First thing is first—you may be wondering, what is a farang? Do you eat it? Does it smell weird? Well, I’m a farang. And if you’ve ever visited Thailand, then you’ve been one as well. In a general sense, a farang is a foreigner visiting Thailand. While volunteering in the rural northeast, the locals would point and yell “farang!” whenever I passed by. The term isn’t derogatory, but it’s still strange to have someone call attention to you for being… well, you. You can imagine that the locals are a tad confused (and often amused) when I point back and yell, “Thai! Thai!” A little mutual respect never hurt anyone.
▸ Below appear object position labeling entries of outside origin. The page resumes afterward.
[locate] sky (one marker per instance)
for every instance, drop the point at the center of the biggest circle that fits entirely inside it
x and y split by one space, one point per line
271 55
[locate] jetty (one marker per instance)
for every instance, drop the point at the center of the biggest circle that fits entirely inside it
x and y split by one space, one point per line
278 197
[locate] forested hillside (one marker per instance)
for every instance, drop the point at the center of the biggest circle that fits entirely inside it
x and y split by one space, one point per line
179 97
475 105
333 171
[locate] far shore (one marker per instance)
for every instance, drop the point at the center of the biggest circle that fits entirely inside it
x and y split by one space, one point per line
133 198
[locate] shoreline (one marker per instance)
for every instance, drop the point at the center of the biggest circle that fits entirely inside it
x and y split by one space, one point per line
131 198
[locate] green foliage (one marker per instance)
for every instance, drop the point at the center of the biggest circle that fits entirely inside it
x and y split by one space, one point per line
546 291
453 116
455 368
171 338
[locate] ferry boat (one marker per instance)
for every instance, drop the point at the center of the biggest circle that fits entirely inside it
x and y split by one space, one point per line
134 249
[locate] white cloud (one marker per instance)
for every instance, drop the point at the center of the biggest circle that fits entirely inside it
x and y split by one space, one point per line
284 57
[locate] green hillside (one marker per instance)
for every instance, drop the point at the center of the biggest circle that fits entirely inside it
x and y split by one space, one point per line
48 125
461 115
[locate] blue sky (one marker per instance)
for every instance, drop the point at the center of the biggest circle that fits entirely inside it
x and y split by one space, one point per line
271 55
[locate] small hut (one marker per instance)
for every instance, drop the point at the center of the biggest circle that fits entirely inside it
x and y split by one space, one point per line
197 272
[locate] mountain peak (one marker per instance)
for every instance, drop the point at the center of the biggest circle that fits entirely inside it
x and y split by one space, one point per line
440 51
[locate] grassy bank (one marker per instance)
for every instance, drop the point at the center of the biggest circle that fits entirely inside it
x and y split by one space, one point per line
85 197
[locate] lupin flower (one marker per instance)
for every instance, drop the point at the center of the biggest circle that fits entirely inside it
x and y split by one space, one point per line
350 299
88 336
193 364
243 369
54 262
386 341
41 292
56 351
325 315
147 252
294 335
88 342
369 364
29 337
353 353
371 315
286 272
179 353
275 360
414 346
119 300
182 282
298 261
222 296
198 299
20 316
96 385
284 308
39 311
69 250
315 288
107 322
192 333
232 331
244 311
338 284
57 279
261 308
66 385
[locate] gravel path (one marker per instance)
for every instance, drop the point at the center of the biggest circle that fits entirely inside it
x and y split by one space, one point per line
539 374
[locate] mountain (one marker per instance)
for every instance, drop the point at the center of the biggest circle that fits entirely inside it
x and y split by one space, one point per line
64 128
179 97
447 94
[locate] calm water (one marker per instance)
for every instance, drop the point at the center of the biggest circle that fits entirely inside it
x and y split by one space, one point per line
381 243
When I first arrived in Thailand, I noticed an alarming amount of young people with fresh bandages all over their bodies. The most common affliction seemed to be some sort of injury to the inside of the right lower leg. Were the bars built on a slant so drunk patrons always fell to that side? Did the local rabid dog population have a preference? Perhaps a band of vampires with terrible aim? Whatever it was, I made note of it and quickly moved on. I had cheap massages to get to.
Five months later, after two motorbike crashes and dozens of stories from fellow travelers regarding rentals-gone-wrong, I realized what all of the right leg injuries were from—exhaust pipes! For some reason we farangs seem to think that because Thailand allows us to rent without a license that it’s a good idea. Convenient? Yes. Safe? Not really. If the most common tourist injury in Thailand is an exhaust pipe burn, that means that we don’t even know how to get on and off the thing, let alone drive it. Yikes.
And so I present to you the term “farang tattoo” along with these photos of my fellow LAW volunteers sporting their very own body work. It is quite easy to avoid an unwanted farang tattoo—simply dismount on the left side of the motorbike. I know, you’re probably thinking, “But the right side is 50% more convenient than the left.” And you are right. It is hard. But hey, you have been warned.